[Tutor] Re: Comparing lines in two files, writing result into a third file

pan@uchicago.edu pan@uchicago.edu
Sat Apr 26 13:49:02 2003


Hi Stuart,

Scott's example is indeed excellent. So far we've got 3 different approaches:

1) Scott's dictionary
2) Danny's list comparison
3) Pan's list comprehension

I believe Scott's approach is the fastest one, but I didn't do any rate test
on it. I actually tried to see if I can modify my code to 'beat' Danny's, in
terms of speed.

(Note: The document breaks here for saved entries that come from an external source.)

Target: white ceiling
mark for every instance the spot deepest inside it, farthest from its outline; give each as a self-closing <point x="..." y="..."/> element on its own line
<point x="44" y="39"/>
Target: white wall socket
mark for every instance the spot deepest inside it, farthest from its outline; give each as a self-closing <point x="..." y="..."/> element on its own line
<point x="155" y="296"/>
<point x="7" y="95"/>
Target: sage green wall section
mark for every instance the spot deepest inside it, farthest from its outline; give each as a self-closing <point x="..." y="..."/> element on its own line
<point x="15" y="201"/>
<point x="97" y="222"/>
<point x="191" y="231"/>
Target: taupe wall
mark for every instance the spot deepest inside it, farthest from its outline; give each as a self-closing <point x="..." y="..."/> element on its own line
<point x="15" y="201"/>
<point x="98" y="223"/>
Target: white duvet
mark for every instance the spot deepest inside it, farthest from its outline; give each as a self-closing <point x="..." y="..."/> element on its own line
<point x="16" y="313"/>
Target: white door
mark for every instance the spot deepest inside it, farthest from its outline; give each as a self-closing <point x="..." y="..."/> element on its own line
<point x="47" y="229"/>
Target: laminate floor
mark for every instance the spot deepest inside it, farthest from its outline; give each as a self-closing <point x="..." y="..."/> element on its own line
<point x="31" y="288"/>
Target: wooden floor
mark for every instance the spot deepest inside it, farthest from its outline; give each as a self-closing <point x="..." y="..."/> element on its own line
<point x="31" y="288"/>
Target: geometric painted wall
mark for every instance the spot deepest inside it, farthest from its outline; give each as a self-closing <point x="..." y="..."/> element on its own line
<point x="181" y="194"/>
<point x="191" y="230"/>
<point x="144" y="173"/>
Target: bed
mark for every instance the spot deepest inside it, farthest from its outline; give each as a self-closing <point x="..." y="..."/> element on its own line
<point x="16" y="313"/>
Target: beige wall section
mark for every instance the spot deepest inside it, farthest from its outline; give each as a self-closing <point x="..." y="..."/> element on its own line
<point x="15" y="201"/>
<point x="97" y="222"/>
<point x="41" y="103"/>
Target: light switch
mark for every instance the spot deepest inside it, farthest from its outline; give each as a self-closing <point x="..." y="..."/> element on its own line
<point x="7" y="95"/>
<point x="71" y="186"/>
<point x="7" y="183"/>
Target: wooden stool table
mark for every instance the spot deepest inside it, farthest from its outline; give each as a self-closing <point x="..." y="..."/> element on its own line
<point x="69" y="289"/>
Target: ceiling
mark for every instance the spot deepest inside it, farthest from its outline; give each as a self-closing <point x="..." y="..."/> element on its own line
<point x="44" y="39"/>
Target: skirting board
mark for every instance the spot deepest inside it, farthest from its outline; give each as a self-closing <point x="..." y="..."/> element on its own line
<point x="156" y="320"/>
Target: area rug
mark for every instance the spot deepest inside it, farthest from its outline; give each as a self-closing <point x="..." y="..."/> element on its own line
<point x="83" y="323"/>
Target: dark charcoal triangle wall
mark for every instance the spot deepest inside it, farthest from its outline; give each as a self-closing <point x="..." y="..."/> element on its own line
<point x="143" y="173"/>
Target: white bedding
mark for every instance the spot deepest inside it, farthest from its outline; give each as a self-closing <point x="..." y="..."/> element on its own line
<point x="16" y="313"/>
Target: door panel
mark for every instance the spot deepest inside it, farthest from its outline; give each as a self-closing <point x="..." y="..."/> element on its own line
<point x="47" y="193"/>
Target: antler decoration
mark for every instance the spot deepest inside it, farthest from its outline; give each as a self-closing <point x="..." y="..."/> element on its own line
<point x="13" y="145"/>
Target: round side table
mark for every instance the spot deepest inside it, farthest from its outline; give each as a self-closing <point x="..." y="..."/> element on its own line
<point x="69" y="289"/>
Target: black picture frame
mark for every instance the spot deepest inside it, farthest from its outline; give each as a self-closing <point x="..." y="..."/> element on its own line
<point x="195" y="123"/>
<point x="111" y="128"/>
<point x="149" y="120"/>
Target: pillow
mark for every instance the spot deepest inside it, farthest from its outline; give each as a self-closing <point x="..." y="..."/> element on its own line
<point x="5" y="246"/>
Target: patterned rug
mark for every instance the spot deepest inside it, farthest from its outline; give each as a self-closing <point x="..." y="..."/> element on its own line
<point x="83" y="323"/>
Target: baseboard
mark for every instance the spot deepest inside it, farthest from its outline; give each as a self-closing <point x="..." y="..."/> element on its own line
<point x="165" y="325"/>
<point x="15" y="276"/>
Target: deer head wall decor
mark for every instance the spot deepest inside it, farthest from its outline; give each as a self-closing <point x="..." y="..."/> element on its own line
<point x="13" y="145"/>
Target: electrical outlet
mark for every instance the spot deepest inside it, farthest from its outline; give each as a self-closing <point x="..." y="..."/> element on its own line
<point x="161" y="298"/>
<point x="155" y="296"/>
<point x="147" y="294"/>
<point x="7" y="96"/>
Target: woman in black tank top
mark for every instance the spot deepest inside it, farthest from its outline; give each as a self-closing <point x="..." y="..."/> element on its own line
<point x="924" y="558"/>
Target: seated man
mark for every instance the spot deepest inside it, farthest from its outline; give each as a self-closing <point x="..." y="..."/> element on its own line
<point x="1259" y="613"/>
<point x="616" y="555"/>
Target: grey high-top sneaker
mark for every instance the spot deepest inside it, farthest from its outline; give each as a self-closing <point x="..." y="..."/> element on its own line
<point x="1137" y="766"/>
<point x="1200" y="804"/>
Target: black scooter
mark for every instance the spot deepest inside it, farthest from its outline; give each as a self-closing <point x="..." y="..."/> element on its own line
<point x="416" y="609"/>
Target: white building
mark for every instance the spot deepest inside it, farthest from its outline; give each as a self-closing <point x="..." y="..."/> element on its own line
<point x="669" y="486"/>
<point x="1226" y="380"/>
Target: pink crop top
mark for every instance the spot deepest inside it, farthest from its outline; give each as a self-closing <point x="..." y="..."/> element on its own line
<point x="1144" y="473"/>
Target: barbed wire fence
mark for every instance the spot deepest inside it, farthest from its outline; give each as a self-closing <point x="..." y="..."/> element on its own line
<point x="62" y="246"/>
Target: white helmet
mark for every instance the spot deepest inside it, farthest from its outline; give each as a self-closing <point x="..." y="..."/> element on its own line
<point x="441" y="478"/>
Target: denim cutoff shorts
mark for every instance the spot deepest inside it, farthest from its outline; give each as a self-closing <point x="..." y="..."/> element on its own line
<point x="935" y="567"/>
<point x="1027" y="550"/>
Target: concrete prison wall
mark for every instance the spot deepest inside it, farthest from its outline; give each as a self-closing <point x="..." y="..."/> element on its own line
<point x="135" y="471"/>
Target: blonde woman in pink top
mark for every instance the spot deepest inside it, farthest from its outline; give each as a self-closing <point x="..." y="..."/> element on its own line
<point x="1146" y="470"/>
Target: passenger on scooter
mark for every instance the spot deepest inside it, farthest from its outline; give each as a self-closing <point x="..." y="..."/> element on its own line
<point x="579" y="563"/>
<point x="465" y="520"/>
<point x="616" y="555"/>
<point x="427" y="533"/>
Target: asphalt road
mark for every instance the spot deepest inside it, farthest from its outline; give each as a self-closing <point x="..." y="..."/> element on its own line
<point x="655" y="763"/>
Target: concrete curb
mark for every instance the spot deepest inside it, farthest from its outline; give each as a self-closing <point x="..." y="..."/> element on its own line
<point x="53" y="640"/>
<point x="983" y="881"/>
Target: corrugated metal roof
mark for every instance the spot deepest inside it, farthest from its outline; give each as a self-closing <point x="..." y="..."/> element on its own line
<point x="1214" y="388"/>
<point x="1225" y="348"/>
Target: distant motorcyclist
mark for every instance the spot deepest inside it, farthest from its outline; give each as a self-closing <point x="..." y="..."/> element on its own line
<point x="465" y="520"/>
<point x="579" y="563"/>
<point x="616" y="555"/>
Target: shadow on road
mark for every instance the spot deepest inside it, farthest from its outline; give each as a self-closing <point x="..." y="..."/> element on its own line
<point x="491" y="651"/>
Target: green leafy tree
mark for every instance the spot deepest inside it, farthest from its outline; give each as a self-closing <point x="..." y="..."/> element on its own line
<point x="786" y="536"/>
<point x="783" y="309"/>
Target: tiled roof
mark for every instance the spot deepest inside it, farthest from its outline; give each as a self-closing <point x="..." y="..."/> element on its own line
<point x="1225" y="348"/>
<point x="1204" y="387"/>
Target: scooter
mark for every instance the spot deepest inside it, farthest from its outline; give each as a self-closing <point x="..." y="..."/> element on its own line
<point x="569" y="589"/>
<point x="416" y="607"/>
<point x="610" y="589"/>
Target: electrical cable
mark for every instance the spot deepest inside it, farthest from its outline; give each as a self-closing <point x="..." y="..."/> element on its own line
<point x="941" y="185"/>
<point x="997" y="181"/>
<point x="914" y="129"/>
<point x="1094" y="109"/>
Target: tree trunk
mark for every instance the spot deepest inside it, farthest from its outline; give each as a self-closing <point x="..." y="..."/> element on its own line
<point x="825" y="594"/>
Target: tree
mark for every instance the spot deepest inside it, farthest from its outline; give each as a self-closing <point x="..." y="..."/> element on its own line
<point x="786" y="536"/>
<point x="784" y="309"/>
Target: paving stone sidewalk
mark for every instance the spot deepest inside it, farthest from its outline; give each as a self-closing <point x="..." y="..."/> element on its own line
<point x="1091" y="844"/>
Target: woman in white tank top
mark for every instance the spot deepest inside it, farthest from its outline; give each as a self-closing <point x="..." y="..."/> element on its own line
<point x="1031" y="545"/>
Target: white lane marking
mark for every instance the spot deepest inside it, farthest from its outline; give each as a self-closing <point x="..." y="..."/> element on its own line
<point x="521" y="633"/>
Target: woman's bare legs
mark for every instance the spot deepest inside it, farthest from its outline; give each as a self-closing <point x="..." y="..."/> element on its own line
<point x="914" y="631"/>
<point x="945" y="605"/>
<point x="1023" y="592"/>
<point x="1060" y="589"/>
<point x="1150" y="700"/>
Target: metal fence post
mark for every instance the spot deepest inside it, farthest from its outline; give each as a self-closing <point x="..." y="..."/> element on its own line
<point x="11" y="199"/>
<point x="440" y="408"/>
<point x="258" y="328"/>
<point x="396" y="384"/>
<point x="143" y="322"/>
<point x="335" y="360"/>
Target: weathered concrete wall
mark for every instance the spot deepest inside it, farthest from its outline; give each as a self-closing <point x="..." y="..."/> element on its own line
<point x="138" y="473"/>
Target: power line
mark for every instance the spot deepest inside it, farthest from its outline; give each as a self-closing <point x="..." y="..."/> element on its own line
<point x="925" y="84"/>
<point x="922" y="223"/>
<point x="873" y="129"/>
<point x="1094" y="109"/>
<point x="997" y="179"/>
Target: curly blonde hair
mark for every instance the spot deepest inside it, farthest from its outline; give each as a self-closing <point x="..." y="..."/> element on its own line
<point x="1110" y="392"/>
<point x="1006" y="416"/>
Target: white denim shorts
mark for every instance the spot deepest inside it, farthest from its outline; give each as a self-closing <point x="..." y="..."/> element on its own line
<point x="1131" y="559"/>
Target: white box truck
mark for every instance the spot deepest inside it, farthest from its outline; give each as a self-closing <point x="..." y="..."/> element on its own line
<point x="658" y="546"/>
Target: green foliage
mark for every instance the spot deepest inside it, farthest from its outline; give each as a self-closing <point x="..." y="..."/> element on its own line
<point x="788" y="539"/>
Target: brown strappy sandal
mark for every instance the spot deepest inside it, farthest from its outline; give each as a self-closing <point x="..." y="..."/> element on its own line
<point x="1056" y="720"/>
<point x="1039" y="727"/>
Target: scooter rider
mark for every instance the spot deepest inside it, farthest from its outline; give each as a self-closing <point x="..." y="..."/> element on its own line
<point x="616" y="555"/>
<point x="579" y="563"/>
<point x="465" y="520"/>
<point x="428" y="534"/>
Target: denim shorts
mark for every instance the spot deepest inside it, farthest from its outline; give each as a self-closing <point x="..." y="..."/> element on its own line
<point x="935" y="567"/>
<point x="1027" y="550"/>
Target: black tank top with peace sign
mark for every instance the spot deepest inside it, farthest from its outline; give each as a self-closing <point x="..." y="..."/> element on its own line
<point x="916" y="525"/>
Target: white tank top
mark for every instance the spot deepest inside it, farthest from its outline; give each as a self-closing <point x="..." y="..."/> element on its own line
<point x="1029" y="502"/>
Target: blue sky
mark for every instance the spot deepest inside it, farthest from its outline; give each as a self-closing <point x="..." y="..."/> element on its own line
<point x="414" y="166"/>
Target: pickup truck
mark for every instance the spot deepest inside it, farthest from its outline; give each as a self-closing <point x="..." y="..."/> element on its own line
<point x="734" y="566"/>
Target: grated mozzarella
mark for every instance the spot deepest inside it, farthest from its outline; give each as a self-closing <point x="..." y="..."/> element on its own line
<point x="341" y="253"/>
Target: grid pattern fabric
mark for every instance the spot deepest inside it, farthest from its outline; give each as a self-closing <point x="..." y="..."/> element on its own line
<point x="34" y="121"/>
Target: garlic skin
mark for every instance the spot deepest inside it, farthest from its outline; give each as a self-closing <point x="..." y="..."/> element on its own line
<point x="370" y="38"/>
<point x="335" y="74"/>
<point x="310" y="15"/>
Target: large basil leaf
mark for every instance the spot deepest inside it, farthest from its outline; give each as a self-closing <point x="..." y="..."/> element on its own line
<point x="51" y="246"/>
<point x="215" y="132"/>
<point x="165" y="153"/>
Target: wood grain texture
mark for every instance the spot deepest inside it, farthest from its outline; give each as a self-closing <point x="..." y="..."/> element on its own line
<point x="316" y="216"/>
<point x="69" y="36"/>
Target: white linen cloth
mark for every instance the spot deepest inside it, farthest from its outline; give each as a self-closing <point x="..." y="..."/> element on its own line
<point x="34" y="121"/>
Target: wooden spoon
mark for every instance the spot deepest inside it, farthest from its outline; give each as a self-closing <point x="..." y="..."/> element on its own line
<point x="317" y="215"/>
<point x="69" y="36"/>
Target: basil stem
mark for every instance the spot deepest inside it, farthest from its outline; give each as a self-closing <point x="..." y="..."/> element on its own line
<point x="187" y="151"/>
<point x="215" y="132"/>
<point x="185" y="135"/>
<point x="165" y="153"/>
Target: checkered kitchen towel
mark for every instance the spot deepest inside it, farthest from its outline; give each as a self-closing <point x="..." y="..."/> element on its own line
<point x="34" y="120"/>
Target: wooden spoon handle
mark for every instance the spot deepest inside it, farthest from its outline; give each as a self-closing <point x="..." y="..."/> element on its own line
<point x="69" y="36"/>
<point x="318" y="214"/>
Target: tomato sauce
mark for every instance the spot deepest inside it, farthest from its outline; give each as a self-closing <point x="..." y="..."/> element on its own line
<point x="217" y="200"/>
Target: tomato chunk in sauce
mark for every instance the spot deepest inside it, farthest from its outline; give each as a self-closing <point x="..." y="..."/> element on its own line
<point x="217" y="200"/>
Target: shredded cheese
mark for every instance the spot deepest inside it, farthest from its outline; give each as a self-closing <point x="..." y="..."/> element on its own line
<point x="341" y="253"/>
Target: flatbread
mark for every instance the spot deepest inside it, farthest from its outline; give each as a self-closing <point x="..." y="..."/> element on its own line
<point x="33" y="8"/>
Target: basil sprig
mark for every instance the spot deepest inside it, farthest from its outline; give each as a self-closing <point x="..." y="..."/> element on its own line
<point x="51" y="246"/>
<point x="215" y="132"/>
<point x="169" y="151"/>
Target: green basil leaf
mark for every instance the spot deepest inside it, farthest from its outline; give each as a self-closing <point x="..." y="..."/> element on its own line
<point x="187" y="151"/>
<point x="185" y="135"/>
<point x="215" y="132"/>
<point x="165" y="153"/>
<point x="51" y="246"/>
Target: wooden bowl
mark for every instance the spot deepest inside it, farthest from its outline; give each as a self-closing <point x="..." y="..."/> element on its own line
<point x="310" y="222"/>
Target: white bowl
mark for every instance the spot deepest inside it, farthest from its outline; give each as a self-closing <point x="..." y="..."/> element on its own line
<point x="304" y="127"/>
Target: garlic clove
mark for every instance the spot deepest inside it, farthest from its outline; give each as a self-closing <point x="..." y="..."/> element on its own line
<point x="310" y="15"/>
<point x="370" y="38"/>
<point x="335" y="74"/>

But I failed, miserably, hahaha ... I guess my appraoch is
the slowest one and can only be used when the data size is < 3000.

In my opinion, Scott's code can still be modified to make it even more 
efficient (or, more eloquent at least):

1) Use the built-in .setdefault() function of a dict for the folloing action:

    if d.has_key(num): d[num] += 1   # <- increment value, or
    else: d[num] = 1                 # <- create a new key

    I'll leave this for you to figure out.

2) His dictionary 'dum' looks like:

   'a':1,
   'b':1,
   'd':2,
   'f':1,
   ...

   By using "d[num] = 1" and "d[num] += 1" it saves the 'counts' as
   the dictionary values.

   It is actually better to save the 'keys' instead of 'counts'
   (d[num] = num + '\n' or + '*\n'):

   'a':'a\n',
   'b':'b\n',
   'd':'d*\n',
   'f':'f\n',
   ...

   The 'dictionary-saving' steps are exactly the same, but you don't 
   need the final checking (if d[num] > 1:) in the third part of his
   code. Instead you just go get the d.values() and that's it. This 
   would reduce the code size significantly.

The other concern is that when loading the first file:

 f1 = file('file1.txt', 'r')
 for num in f1.readlines():
    num = num.strip()       # get rid of any nasty newlines
    d[num] = 1              # and populate
 f1.close()

there's no "if d.has_key(num):" checking. That's to assume that in the
file1.txt there are no duplicate items. If there are, then Scott's code
will miss them.

Anyway enough words for now. Enjoy your py diving.

pan



> Message: 6
> Subject: RE: [Tutor] Comparing lines in two files, writing result into a
> t	hird file
> To: Scott Widney <SWidney@ci.las-vegas.nv.us>
> Cc: tutor@python.org
> From: stuart_clemons@us.ibm.com
> Date: Sat, 26 Apr 2003 10:00:30 -0400

> 
> Hi Scott:
> 
> I just wanted to say thanks again.   I was able to spend time breaking down
> the code you provided. (Start with a few lines of code snippet,  add print
> out variables, run code, see exactly what was going on, add more code
> snippet, print out variables, etc.).
> 
> Wow.  Clear, concise and dead-on !  (I'm not worthy !!!).  Extremely
> eloquent in its simplicity. This really clears up the problem I had in the
> past when I tried to read a file into a dictionary.  This structure worked
> perfectly for my immediate problem and I can see that it will work
> perfectly for variations of the this merge report that I want to provide.
> 
> This weekend I hope to look at Danny and Pan's approaches as a learning
> exercise.  Danny got me thinking about code efficiency.  I hope to look at
> some Python code I wrote about a year ago (that's remarkably still being
> used) when I last worked with Python.  I'm still a newbie, but I was a
> really a newbie then.  I know that that code could be done much more
> efficiently.
> 
> Anyway, enough rambling.  I really feel like I learned a lot just by asking
> one question.  Getting this information (and seeing some success in using
> it) has really got me psyched about Python.  Thanks again. This is a great
> forum.
> 
> - Stuart